By comparison, in the rat brain, hypercapnic (5% CO2 in air) inhalation increased cerebral BF varied over a wide range in anesthetized rats, ca., 25% (42) and 52% (29). Similar hypercapnia-induced changes in cerebral BF in awake humans have also been reported in the literature. Hypercapnia-induced BF increase in the retina is smaller than that in the brain, which could be due to PVE or the unique responses of the retina.

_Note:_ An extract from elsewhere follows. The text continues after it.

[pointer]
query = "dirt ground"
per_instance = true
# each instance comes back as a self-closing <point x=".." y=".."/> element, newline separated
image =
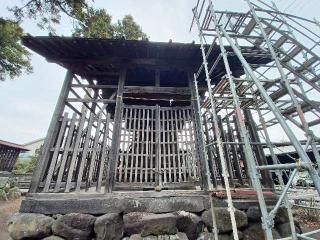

Finally, caution must be exercised when comparing BF measurements among LDF, microsphere and MRI techniques because they have different signal sources. Microsphere values may be susceptible to post-mortem artifacts, may vary depending on microsphere size and concentration (43). LDF typically measures a single point source within the probe sensitivity whereas BF in the retina has a spatial dependence. Retinal BF measured using LDF is limited to the optic nerve head and could be contaminated by choroidal BF because LDF has ambiguous depth resolution. Choroid BF is limited to the macular region where retinal vessels are absent. BF MRI offers a large field of view and not depth limited, but takes significantly longer to acquire. BF MRI may have the unique potential to image layer-specific, quantitative BF in human retina if higher spatial resolution can be achieved. In addition to BF, MRI also provides anatomical, oxygen tension and functional data. MRI has recently been applied to investigate structures of the retina (19,44), changes in tissue oxygenation using blood-oxygenation-level-dependent (BOLD) functional MRI associated with physiologic (19) and visual (45,46) stimulation in animal models. Changes in layer thickness and BOLD functional MRI responses to physiologic challenges in an animal model of retinitis pigmentosa in which the photoreceptors progressively degenerate have also been reported (19). Translating these approaches to image the retina may have important applications.
CONCLUSIONS
This study reports our initial experience on imaging basal blood flow and hypercapnia-induced blood-flow changes in the retina of unanesthetized humans. Future studies will need to improve sensitivity and spatiotemporal resolution, incorporate three-dimensional blood-flow and other (e.g., BOLD and anatomical) MRI methods, and apply multimodal MRI approach to study retinal diseases. With improvement in spatiotemporal resolution and sensitivity, MRI has the potential to provide unique information, with depth resolution, on how blood flow is regulated and how retinal diseases may affect blood flow and the neural tissues they subserve, as well as the ability to serve as an objective biomarker for staging disease, monitoring of therapeutic intervention, and testing novel therapeutic strategy. This approach could open up new avenues for retinal research and complement existing retinal imaging techniques.
Acknowledgments
Grant support: This work was supported by a Clinical Translational Science Award Pilot Grant (to TQD) and a Translational Technology Resource grant (to QP) (parent grant UL1RR025767). TQD received supports from the NIH/NEI (R01 EY014211 and EY018855), and the VISN7 Career Development Award and MERIT from the Department of Veterans Affairs.